Fas is a membrane-bound protein which upon activation causes programmed cell death. Fas ligand (FasL) binds Fas on target cells. Both these factors are known to regulate apoptosis at implantation in different species and thus might be involved in the regulation of implantation in dogs. The aim of the study was to assess the expression of Fas and FasL in canine uterine tissue throughout pregnancy as well as in pre-implantation embryos using RT-PCR and RT-qPCR. Uterine tissues was collected from of 21 healthy pregnant bitches (group I: days 10-12, n = 5; group II: days 18-25, n = 6; group III: days 28-45, n = 6) and from 4 non-pregnant bitches (controls: days 10-12). Pregnancy stage was determined by days after mating, that is, 2-3 days after ovulation as determined by vaginal cytology and progesterone measurement.
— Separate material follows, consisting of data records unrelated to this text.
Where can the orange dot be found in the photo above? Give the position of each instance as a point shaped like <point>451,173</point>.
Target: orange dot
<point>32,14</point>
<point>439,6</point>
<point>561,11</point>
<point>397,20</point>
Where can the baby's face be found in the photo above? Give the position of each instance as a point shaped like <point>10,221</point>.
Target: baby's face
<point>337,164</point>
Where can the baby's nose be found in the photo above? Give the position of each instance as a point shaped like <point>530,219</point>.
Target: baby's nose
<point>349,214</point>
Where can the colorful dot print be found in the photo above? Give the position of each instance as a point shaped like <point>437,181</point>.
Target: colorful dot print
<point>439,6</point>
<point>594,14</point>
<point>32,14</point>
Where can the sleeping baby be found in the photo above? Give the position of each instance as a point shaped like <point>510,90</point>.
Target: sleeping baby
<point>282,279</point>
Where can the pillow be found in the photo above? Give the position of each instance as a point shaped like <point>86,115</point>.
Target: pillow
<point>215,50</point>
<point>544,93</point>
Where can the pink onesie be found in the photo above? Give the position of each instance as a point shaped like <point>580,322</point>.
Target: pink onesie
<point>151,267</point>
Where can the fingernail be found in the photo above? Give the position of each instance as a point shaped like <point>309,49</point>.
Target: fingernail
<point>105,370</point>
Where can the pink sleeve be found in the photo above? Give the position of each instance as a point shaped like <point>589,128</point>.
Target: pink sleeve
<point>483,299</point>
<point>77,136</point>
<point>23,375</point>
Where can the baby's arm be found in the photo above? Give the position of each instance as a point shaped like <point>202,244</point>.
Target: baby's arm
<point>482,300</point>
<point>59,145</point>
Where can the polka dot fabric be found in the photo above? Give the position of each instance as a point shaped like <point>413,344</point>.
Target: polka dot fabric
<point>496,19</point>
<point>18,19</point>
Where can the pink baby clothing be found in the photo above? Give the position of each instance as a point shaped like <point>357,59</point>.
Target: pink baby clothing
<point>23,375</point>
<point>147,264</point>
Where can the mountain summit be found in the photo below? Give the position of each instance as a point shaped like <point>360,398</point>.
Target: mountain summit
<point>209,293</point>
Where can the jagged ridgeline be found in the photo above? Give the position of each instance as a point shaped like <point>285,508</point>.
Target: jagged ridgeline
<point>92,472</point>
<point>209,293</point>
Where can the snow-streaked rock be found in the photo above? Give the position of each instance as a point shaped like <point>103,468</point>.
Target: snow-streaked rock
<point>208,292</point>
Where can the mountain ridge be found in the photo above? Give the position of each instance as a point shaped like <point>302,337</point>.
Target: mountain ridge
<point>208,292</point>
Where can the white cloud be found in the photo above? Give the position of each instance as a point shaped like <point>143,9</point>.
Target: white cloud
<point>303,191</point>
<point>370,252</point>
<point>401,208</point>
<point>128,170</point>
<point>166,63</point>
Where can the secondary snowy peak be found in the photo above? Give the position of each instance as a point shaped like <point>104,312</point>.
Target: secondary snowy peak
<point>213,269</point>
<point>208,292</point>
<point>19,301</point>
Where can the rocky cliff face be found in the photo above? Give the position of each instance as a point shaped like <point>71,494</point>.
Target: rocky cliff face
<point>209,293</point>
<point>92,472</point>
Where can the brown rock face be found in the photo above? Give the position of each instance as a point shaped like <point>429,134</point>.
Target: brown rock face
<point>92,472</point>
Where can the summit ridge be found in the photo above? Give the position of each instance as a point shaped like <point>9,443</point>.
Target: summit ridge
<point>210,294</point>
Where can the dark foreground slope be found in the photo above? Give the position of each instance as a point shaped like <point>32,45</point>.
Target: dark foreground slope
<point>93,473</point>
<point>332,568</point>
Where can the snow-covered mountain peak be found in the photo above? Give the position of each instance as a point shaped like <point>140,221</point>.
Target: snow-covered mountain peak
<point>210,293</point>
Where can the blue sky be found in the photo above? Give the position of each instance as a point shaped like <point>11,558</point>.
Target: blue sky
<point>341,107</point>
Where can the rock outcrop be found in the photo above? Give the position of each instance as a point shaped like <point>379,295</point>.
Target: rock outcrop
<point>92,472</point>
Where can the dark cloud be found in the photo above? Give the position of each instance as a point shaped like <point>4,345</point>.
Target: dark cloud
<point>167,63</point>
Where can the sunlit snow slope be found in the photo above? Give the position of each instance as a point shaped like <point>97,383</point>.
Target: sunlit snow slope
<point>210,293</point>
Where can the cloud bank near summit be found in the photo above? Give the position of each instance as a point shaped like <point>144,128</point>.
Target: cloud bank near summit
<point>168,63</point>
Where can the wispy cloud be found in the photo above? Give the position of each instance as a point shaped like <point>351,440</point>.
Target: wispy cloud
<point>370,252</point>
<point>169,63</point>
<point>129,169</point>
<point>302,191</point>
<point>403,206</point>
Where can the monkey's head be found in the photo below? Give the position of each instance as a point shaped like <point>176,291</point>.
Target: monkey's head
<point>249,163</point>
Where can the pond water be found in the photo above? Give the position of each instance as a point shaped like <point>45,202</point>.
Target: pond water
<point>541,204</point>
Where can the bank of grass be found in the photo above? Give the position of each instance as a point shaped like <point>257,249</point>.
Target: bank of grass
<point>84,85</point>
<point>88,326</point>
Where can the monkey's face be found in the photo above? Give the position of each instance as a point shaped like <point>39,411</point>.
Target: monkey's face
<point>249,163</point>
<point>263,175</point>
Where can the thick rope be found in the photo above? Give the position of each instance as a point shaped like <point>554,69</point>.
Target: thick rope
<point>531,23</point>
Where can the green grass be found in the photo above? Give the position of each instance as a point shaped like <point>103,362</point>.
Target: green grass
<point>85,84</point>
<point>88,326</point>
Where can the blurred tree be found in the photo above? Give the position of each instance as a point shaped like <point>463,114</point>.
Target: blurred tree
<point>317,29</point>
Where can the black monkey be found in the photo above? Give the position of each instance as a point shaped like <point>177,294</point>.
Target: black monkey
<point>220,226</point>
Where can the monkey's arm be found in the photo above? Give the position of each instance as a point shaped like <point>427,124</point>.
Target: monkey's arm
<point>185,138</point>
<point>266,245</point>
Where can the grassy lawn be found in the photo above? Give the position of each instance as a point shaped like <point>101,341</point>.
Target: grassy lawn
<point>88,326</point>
After ovariohysterectomy, uteri from group I bitches were flushed with PBS and the embryos washed and stored frozen at -80°. Tissues from the other groups were taken from the implantation and placentation sites, respectively, covered with Tissue Tek(®) and frozen at -80°. Extraction of RNA was performed with Trizol Reagent and RT-qPCR using SYBR green probes. In pre-implantation embryos, only FasL but not Fas could be detected. In all tissues from pregnant and non-pregnant bitches, both parameters were detectable. Before implantation (group I) expression of FasL resembled that of non-pregnant bitches in early dioestrus and decreased significantly during implantation and thereafter (p < 0.05). Expression of Fas did not change significantly until day 45. The relative expression of Fas exceeded that of FasL at each stage investigated, which is comparable to observations of other species; however, high standard deviations indicate high individual differences. These preliminary results point towards a regulatory function of the Fas/FasL system during early canine pregnancy.